HONOLULU – The captain of a Maritime Self-Defense Force ship that arrived here Monday to help the U.S. Navy salvage a sunken Japanese fisheries training ship said he believes the salvage work will be challenging. “We have never experienced putting people at the bottom of the ocean to do recovery work,” Capt. Masao Kuramoto said at a news conference Monday afternoon.
Kuramoto leads a crew of about 130 aboard the Chihaya, a submarine-rescue ship, which will support the navy’s efforts to transport the Ehime Maru from its current depth of about 600 meters to a shallow shoal off Honolulu International Airport.
The 5,450-ton Chihaya is equipped with deep-sea rescue apparatus and search sonar, as well as a decompression chamber.
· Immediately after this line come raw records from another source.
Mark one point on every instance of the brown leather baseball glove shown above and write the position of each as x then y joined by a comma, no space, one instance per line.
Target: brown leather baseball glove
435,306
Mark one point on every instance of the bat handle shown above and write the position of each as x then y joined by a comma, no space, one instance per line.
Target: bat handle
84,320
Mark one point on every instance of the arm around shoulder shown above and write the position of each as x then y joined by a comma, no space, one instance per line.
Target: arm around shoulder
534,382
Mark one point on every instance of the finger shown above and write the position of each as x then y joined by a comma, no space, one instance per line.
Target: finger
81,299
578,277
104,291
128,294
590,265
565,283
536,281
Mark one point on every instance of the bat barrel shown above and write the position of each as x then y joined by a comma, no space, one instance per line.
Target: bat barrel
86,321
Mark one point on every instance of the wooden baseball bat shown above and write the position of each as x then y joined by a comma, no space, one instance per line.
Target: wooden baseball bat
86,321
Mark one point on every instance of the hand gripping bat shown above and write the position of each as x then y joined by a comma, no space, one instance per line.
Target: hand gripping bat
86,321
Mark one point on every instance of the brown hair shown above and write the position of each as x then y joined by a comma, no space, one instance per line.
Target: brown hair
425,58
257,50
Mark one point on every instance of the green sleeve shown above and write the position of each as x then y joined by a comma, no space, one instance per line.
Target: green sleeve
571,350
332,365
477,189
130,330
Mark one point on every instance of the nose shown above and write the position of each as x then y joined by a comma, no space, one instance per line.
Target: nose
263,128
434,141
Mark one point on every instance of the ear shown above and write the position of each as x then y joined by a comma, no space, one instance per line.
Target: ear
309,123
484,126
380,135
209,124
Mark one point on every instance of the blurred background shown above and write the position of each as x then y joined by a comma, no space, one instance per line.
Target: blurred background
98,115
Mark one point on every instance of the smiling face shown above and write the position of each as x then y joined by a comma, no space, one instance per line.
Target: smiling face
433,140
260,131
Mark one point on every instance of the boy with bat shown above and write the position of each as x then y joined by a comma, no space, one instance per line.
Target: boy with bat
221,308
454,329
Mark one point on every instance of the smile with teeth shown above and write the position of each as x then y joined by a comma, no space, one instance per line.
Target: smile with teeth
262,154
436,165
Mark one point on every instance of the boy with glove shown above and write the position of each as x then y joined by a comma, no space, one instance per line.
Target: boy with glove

The ship is also transporting the Deep Submergence Rescue Vehicle, which can raise objects weighing up to 100 kg.
Navy divers will then be dispatched to search for the remains and personal effects of the nine missing crew members of the 499-ton Ehime Maru, including four high school students.
After the navy completes its recovery, about 30 MSDF divers will enter the ship to make a final inspection before the vessel is permanently sunk in international waters.
Kuramoto said one of the greatest challenges will be navigating the ship’s narrow corridors, which may have sustained heavy damage, as none of the divers have experience in conducting searches inside vessels.
But the captain said recovering the remains of the missing crew members for their families is still his highest objective.
The Chihaya left its base in Kure, Hiroshima Prefecture, on Aug. 10 and is expected to remain in Hawaii until the end of October.
The Ehime Maru, from Uwajima Fisheries High School in Ehime Prefecture, was struck and sunk Feb. 9 by the USS Greeneville while the 6,080-ton submarine was demonstrating an emergency surfacing maneuver for a group of civilian guests.